He flees from his chamber anyway, unable to sleep in a room whose door does not have open bars, in a space wide enough that he cannot stretch his arms and legs and touch both sides.

Open spaces both invite and disturb; he does want the empty void, he doesn't want it, he's not certain what he can tolerate. Everything is wrong.

Among the twisting corridors of the mansion, Saix finds a studio hall composed nearly entirely of windows. The light that shines through is brighter than he would like -- multicolored lamps in the streets and too many stars in the sky -- but he is grateful. Each glimmer is a tiny moon in the night. The brilliance still hurts his eyes, but he can tolerate it now.

When the knight catches up, there is a spear in each of his hands. More drift through the air like puppets on magickal strings. He strides through the double doors into the studio, and -- seeing how Saix has huddled in a corner, back against the wall -- comes to a halt.

"Just like an animal," the knight rasps, and Saix cannot discern what emotion might be in those words. He fumbles, expecting to be overwhelmed by contempt. Contempt or rage or anything, raw impulses battering down the barriers of Saix's brain to leave him writhing on the floor.

But for the first time Saix can remember, he can feel nothing buzzing around the corners of his mind, nothing at all.

"If you come near me," he asserts instead, "I will kill you."

This threat wins a smirk from the knight. "I'll remember that challenge for later," he says, leaning a lance back against his shoulder. "Xemnas was looking for you. I'll let him know where his stray dog has hidden."

It might have been hours between the knight's departure and the next time that the evening is interrupted. Outside, the stars shift and lanterns blossom and dim, but morning never comes. Saix drifts in and out of sleep while sitting upright, his body remembering the strictures of captivity.

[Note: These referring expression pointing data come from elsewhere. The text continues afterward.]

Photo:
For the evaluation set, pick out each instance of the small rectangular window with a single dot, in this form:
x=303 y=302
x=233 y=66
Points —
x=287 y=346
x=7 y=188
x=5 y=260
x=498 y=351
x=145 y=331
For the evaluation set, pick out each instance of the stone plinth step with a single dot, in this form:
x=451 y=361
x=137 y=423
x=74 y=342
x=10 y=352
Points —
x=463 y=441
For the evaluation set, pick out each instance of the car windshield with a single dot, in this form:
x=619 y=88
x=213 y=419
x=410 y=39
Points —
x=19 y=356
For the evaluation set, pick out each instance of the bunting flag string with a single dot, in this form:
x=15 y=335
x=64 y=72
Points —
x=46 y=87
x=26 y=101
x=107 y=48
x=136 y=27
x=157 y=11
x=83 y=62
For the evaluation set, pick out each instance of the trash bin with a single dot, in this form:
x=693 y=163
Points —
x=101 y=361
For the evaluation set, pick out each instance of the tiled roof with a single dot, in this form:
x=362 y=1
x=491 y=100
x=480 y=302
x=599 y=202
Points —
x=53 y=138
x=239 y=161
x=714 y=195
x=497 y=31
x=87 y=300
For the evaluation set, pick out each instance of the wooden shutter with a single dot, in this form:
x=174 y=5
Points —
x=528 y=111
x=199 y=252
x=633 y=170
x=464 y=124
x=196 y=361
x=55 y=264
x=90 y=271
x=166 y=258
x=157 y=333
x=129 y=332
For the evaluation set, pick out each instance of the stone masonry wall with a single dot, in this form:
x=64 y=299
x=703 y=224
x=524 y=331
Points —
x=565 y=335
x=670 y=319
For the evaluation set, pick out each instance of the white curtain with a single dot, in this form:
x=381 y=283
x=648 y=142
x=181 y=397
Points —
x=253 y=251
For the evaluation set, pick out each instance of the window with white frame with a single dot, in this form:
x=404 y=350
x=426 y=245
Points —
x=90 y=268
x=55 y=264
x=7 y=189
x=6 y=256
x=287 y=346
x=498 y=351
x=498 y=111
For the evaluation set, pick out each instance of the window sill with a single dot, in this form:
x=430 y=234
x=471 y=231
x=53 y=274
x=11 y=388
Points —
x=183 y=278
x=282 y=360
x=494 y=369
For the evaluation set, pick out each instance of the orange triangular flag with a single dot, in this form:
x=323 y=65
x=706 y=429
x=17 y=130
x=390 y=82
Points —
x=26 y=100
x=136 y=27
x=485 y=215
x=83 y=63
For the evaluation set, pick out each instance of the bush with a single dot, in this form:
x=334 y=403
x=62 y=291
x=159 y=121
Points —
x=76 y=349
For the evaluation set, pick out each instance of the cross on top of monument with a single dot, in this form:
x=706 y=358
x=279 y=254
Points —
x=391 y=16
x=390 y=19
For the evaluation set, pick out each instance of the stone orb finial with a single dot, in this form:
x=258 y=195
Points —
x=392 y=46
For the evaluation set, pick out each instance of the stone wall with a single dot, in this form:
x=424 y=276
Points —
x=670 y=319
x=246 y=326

He rouses himself to the scrape of the door, and Xemnas's voice.

"Fascinating." Xemnas looks caught between two worlds: a glass clipboard in his hands, a smudge of dirt on his temples, and interest in his eyes. "Even when freed, you still return to what you once knew, clinging to the mannerisms of your past."

The muddy-blond cleric at his side leans forward, resisting the room by degrees. "And doesn't that sound familiar," he chimes in. The twist of his mouth looks as if the words have wrestled themselves out, as if the utterance is an incantation that cannot be restrained. If not for the sourness, he could be Syndey's cousin.

Xemnas smiles. He is not distracted. He studies Saix, attention unwavering; the intensity could devour its target alive.

"Come out, come out," he calls softly. "Come to me."

When Saix obeys, Xemnas smiles wider. "He has the yellow Heartless ring around his pupils, Vexen," comes the observation. "Darkness does love its victims so."

"Like you?"

"Like me," Xemnas acknowledges, without flinching. "Like me."

Vexen scoffs.

At first Saix does not know which side has won in the war of souls: if it was the Dark that triumphed, or humanity. The conspiracy that has captured him -- or rescued him, he's still not sure which -- is led by a commander named Xemnas. The Order is composed of five others and countless white-clad servants. Saix assumes they must have come from the Cardinal. He does not know what happened to Sydney.

He is ignorant of how to address the commander, so he chooses the safest of titles one afternoon while the two of them are alone. "Father Superior," he says, kneeling, his tongue feeling rusty. He's not sure if that is the proper formality for a bishop or a duke or whatever rank Xemnas holds in the Church, but the safe route is best. "I wish a question."

The commander looks amused. "I'm no one's father."

"Superior, then. I apologize." Saix hesitates, then forges ahead. "What do you wish of me?"

Xemnas's mouth is curved sinister with mirth. "I'm... still thinking about that. Until then, just do your best."

That answer solves nothing. "Superior?"

But Xemnas waves his hand. Saix understands the dismissal.

He bows his head, and goes.

Do your best. A phrase impossible to build realistic expectations around, and Saix does not want to be found lacking a second time in his life. He applies himself awkwardly. He fails weapons practice with the long-braid knight, and is thrown out of the training yard one morning after being told his technique is too brutish for sparring. He understands the new tools of this world slowly enough that the blond cleric looks down his nose at him, muttering about mental deficiencies, and the shorter cleric smiles.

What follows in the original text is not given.